Jika imbalan bagi tenaga kerja dan modal lebih tinggi daripada biaya imbangannya, berarti usahatani sayuran tadi secara ekonomis menguntungkan karena mampu memberikan imbalan yang wajar bagi faktor-faktor produksi yang telah dipergunakan dalam menyelenggarakan usahatani sayuran tersebut. Sementara itu apabila imbalan bagi faktor-faktor produksi tersebut lebih rendah dari biaya imbangannya, berarti usahatani sayuran tersebut secara ekonomis merugikan (Kamiliah W, 2009).

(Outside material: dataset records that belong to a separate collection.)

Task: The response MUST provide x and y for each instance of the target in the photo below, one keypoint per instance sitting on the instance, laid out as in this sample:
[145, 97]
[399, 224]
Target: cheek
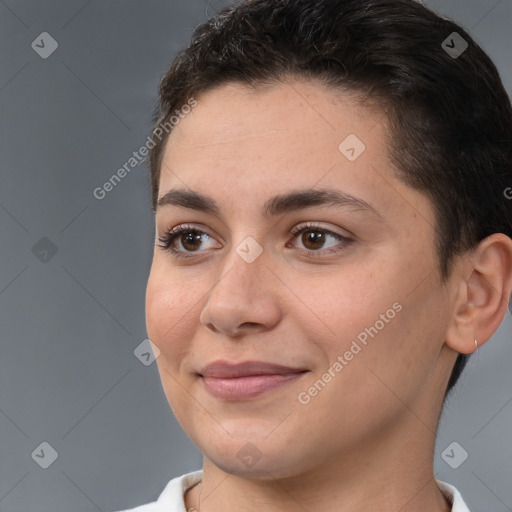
[169, 307]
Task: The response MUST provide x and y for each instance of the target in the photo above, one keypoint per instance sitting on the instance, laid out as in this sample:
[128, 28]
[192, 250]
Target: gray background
[70, 324]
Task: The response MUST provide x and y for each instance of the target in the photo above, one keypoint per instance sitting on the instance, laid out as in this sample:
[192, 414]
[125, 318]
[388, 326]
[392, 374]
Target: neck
[386, 476]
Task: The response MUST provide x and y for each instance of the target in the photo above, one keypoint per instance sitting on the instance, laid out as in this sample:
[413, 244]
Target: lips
[246, 380]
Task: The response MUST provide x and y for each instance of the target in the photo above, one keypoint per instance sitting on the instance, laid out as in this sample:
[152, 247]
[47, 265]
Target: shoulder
[171, 498]
[458, 504]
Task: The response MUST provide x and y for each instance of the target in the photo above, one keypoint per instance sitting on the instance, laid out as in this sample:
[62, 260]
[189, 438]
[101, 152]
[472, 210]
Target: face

Jika keuntungan merupakan keberhasilan pengelolaan usahatani secara menyeluruh, maka untuk mengukur keberhasilan pengelolaan usahatani secara parsial (per bagian) perlu dihitung imbalan bagi faktor-faktor produksi yaitu imbalan bagi tenaga kerja (return to labor) dan imbalan bagi modal (return to capital) (Kamiliah W, 2009). Menurut Soekartawi et al (1984) imbalan kepada modal dan tenaga kerja merupakan patokan yang baik untuk mengukur penampilan usahatani.

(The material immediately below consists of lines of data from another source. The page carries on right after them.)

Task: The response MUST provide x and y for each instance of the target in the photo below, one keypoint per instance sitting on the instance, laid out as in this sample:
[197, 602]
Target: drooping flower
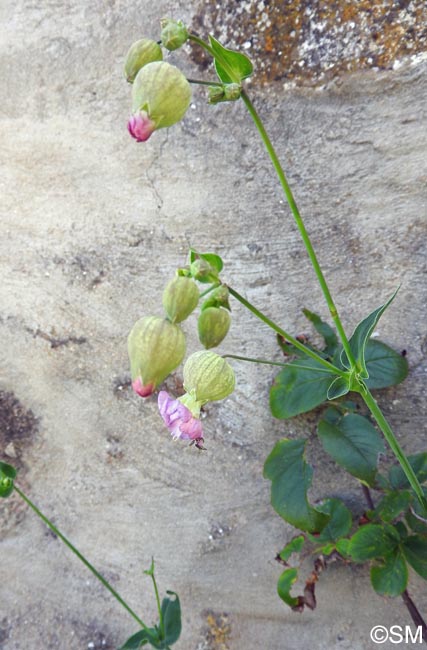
[140, 126]
[180, 420]
[161, 96]
[156, 347]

Konsep Pola Tanam Usahatani

Menurut Setjanta dalam Darius (2003), pola tanam adalah suatu usaha penanaman pada suatu bidang lahan dengan mengatur pola pertanaman. Pola pertanaman adalah suatu susunan tata letak dan tata urutan tanaman pada sebidang lahan selama periode tertentu, termasuk didalamnya masa pengolahan tanah dan bera. Pada dasarnya yang perlu diperhatikan dalam perencanaan prediksi atau pengaturan pola tanam adalah bahwa semua kombinasi tanaman harus dapat memenuhi persyaratan teknis, lingkungan, ekonomi dan sosial seperti pemilihan


(30)

jenis tanaman yang sesuai dengan sifat-sifat lahan, iklim dan memiliki komoditas yang ekonomis.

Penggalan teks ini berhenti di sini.